Here are key points highlighting the significance of intangible assets in Philippine
accounting:
Compliance with PFRS and PAS: Intangible assets must be accounted for in compliance with
the PFRS and PAS to ensure accurate and reliable financial reporting. Adhering to these
standards ensures that the financial statements present a true and fair view of the
company's financial position, performance, and cash flows.
Recognition and Initial Measurement: The proper recognition of intangible assets is crucial
in Philippine accounting. Entities must identify and record intangible assets when they meet
the recognition criteria, such as being identifiable, controlled by the entity, and expected to
generate future economic benefits. The initial measurement of intangible assets is based on
their acquisition cost, including directly attributable costs.
Amortization and Impairment: Intangible assets with finite useful lives are typically subject
to amortization. The amortization method should be applied consistently and based on the
estimated useful life of the asset. Impairment testing is necessary to assess whether the
carrying amount of an intangible asset exceeds its recoverable amount. Any impairment loss
should be recognized and disclosed in accordance with the relevant standards.
Disclosure Requirements: Philippine accounting standards place importance on disclosure
related to intangible assets. Entities must provide sufficient and relevant information in the
financial statements about the nature, carrying amounts, useful lives, and any impairment
losses recognized.
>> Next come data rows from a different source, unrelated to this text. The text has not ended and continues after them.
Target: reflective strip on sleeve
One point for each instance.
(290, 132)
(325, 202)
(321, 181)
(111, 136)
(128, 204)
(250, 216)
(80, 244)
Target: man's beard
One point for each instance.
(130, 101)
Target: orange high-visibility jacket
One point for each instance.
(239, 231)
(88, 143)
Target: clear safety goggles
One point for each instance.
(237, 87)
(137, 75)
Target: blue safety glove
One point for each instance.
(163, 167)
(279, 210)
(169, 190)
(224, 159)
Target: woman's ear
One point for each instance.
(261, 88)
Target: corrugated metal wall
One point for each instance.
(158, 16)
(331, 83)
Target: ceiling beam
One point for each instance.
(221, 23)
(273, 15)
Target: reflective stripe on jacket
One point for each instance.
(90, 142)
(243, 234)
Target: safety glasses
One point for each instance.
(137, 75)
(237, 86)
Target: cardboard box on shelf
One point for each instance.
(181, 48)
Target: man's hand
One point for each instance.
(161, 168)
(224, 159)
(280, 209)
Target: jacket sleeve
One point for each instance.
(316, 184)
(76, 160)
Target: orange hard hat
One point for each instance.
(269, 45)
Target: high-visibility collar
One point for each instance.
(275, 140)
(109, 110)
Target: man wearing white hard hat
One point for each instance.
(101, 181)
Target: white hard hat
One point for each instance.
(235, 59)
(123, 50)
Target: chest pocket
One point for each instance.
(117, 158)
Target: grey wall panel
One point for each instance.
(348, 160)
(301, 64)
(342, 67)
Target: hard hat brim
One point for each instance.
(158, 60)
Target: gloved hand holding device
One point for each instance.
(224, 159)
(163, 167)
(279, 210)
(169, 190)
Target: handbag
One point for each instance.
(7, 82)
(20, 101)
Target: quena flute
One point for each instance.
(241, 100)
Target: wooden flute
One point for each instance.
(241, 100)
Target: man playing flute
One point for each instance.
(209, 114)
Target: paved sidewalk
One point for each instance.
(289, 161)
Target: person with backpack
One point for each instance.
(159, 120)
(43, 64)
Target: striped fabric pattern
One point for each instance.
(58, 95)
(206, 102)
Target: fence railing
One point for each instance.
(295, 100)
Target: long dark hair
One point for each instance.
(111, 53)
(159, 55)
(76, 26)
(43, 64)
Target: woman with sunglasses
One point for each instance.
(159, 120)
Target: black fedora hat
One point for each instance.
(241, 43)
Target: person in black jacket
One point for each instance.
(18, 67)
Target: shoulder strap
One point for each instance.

Additional disclosures may be necessary for significant intangible assets
that have a material impact on the financial statements.
Auditing and Stakeholder Confidence: Proper accounting for intangible assets enhances the
transparency and reliability of financial reporting. This is particularly important for external
auditors who review and attest to the accuracy of the financial statements. Compliance with
accounting standards regarding intangible assets helps build stakeholder confidence,
including investors, lenders, and regulatory bodies.
Business Valuation and Investment Decisions: Intangible assets significantly impact the
valuation of a company. Proper accounting for intangible assets provides a more accurate
reflection of a company's value and assists in making informed investment decisions. It
allows stakeholders to assess the value derived from intangible assets, such as intellectual
property and customer relationships.
Adhering to the accounting standards related to intangible assets in the Philippine context is
essential for businesses to ensure compliance, transparency, and accurate financial
reporting. It enables stakeholders to understand and evaluate the significance and value of
intangible assets in the company's operations and future prospects.